[WIP] Add support for `ragged` arrays
This adds client and backend support for reading/writing irregular arrays using the the ragged package. As ragged is more or less a wrapper around awkward, this PR reuses, or adds similar implementations from that structure family (e.g. serialization).
Implements #801.
Checklist
- [ ] Add a Changelog entry
- [x] Add the ticket number which this PR closes to the comment section
- [x] Writing ragged data from client (file storage)
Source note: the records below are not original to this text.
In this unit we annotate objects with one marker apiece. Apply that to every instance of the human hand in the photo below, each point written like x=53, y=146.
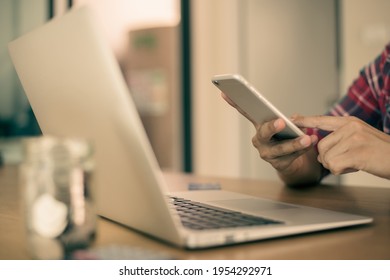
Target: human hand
x=352, y=145
x=281, y=154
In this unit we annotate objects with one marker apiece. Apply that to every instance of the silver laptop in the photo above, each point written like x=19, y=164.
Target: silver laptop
x=76, y=89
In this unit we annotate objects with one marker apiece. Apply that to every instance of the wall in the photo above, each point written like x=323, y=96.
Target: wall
x=215, y=50
x=285, y=48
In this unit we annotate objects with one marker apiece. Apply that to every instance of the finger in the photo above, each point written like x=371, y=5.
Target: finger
x=329, y=123
x=282, y=163
x=289, y=147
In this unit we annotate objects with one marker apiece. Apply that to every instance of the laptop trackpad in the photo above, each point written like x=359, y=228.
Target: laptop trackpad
x=251, y=205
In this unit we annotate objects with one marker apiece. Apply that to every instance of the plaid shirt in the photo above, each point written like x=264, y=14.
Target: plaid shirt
x=368, y=98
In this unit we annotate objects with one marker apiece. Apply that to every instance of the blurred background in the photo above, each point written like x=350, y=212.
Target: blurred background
x=301, y=54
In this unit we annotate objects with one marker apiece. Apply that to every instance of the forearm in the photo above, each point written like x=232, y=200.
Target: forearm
x=307, y=172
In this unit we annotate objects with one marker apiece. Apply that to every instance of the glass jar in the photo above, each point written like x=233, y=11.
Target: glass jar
x=59, y=210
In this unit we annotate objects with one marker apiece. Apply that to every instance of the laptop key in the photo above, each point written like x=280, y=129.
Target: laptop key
x=198, y=216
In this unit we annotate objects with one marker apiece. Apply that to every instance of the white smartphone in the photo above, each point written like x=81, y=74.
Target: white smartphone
x=253, y=103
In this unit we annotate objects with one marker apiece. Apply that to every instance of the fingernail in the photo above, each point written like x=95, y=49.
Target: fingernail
x=277, y=123
x=305, y=141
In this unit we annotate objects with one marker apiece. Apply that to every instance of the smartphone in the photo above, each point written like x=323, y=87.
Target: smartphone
x=253, y=103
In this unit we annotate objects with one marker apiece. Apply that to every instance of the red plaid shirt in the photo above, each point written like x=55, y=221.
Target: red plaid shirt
x=368, y=98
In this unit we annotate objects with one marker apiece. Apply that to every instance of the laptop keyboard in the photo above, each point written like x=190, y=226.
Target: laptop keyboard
x=198, y=216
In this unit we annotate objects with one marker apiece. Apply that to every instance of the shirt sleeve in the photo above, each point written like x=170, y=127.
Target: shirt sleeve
x=362, y=96
x=361, y=99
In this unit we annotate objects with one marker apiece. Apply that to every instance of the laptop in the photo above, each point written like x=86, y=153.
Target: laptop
x=76, y=89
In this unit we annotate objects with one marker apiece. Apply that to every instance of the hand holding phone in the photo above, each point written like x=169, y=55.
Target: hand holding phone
x=252, y=104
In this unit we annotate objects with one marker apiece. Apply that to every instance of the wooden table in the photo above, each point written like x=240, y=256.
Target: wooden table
x=362, y=242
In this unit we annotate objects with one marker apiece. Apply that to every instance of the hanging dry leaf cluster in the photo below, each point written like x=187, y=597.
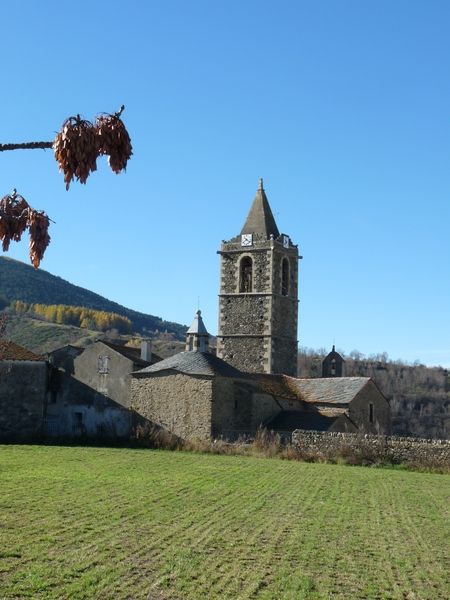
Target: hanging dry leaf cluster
x=16, y=216
x=77, y=147
x=79, y=143
x=114, y=141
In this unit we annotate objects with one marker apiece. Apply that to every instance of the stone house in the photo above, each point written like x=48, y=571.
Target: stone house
x=23, y=392
x=197, y=395
x=252, y=381
x=90, y=389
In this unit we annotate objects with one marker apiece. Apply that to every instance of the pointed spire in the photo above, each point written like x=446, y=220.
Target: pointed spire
x=197, y=337
x=260, y=218
x=198, y=326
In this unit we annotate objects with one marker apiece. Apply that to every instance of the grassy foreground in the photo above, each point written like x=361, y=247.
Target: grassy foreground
x=120, y=523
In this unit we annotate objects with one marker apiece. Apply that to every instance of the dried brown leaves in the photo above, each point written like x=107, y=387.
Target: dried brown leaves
x=16, y=215
x=75, y=149
x=114, y=141
x=79, y=143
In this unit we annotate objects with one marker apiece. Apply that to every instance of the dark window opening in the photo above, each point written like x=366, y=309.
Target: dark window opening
x=246, y=275
x=285, y=277
x=103, y=364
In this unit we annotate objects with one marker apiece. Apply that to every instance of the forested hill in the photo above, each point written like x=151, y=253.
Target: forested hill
x=419, y=396
x=19, y=281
- Reading ragged data to client (file storage)
- [x] in full
- [ ] sliced
- [ ] from block
- [ ] from block, sliced
- [ ] with variable chunks
- [ ] Writing
[None]shaped data from Bluesky/TiledWriter into SQL storage - [x] Reading data from
RaggedAdapterreturned bySQLAdapter(SQL storage) - Reading ragged data to client (SQL storage)
- [ ] in full
- [ ] sliced
- [ ] from block
- [ ] from block, sliced
- [ ] with variable chunks
- Serialization
- [x] JSON
- [x] Arrow
- [x] Parquet
- [ ] others?
Awesome!
It looks like you found all the modules that need to be touched to add this.
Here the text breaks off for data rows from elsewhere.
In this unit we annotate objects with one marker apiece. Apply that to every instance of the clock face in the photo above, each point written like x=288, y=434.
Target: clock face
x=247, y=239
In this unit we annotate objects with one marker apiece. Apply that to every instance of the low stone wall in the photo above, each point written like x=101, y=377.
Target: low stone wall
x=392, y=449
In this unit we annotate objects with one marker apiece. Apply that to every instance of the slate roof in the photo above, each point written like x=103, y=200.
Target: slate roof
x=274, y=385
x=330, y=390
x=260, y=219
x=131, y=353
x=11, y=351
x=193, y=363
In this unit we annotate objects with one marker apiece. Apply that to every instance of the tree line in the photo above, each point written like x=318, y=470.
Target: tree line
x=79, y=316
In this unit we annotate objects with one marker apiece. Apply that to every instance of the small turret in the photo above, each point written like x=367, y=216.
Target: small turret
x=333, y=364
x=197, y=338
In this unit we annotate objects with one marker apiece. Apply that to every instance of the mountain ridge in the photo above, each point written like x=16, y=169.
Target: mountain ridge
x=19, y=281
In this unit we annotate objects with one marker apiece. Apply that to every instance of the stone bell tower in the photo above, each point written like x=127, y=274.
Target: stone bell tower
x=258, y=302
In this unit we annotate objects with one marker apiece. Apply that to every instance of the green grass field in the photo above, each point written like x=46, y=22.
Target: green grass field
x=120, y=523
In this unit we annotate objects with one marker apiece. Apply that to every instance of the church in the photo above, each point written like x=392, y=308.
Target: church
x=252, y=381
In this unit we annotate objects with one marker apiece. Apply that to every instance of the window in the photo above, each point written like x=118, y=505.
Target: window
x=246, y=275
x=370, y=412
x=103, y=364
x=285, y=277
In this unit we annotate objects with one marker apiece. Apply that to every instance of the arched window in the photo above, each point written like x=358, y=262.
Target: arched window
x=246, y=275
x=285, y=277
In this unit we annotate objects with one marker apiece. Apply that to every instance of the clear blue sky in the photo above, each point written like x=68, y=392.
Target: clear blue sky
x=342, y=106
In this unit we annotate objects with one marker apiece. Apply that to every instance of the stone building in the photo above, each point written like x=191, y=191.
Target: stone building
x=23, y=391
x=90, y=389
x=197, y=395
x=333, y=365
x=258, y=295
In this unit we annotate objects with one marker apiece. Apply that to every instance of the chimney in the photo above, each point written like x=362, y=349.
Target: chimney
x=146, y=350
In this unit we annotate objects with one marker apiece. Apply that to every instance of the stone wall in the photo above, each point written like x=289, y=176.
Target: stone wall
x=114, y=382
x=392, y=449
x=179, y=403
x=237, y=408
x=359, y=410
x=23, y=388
The aspect that will need the most careful thought is the structure description and the HTTP APIs. These are designed to be used not only from the built-in Python client, but also from curl with tools like jq, browser-based applications, maybe Julia or Rust someday....
The Awkward form is quite complex. I suspect that only Python and C++ based clients, with access to awkward / awkward-cpp libraries, will be able to parse the form and engage with Tiled's Awkward structures in detail. (Unless, that is, IRIS-HEP builds Awkward libraries in other languages.) Clients without knowledge of Awkward can still get the data—exporting it to JSON, for example—but they probably cannot introspect or slice it in sophisticated ways.
If we were willing to similarly restrict ragged to clients with access to an awkward implementation, we wouldn't even really need to add a new structure family. We could implement it fully client-side, as a wrapper of the awkward client. But I see advantages in using the comparative simplicity of ragged to make it more accessible to simple clients.
This form construct is more flexible than ragged requires:
{'class': 'ListOffsetArray',
'offsets': 'i64',
'content': {'class': 'NumpyArray',
'primitive': 'int64',
'inner_shape': [],
'parameters': {},
'form_key': 'node1'},
'parameters': {},
'form_key': 'node0'}
A ragged form is always composed of one numpy "content" array and some number of "offset" arrays—full stop. It can be described thus (from #801):
class RaggedStructure(ArrayStructure):
shape: Tuple[None | int, ...] # override base class which has this as Tuple[int, ...]
I'm not sure whether ragged always puts offset arrays in int64 dtype. If other uint types may be needed, then we will need a supplemental offset_datatype, similar to the supplemental coord_datatype in sparse structures.
https://github.com/bluesky/tiled/blob/f6a9509f213824a32a385f3277d320bd85fd2370/tiled/structures/sparse.py#L19-L23
Although reusing the awkward form keeps things simple assuming your client already consumes awkward I think having a custom, much more constrained structure JSON, is worthwhile, to make ragged arrays a more portable and accessible concept.
Currently using flattened numpy streams over the wire, and for file storage, which I think is working well for full arrays.
For fetching data, I need to rethink either slicing or server-to-client serialization of sliced data, partly because ragged.reshape is not yet implemented, mostly because the new shape must be known by the client. I'm also testing determining the new shape by applying the slice to the known structure shape property.
Likely a solution could be to return a JSON blob of form
{
"sliced_shape": [ <int>, <int|null>, ... ],
"sliced_offsets": [ [ <int>, ... ], ... ],
"stream": <flattened octet-stream>
}
For short-term, could also just use the to_json/from_json which would keep structure, but sacrificing bandwidth.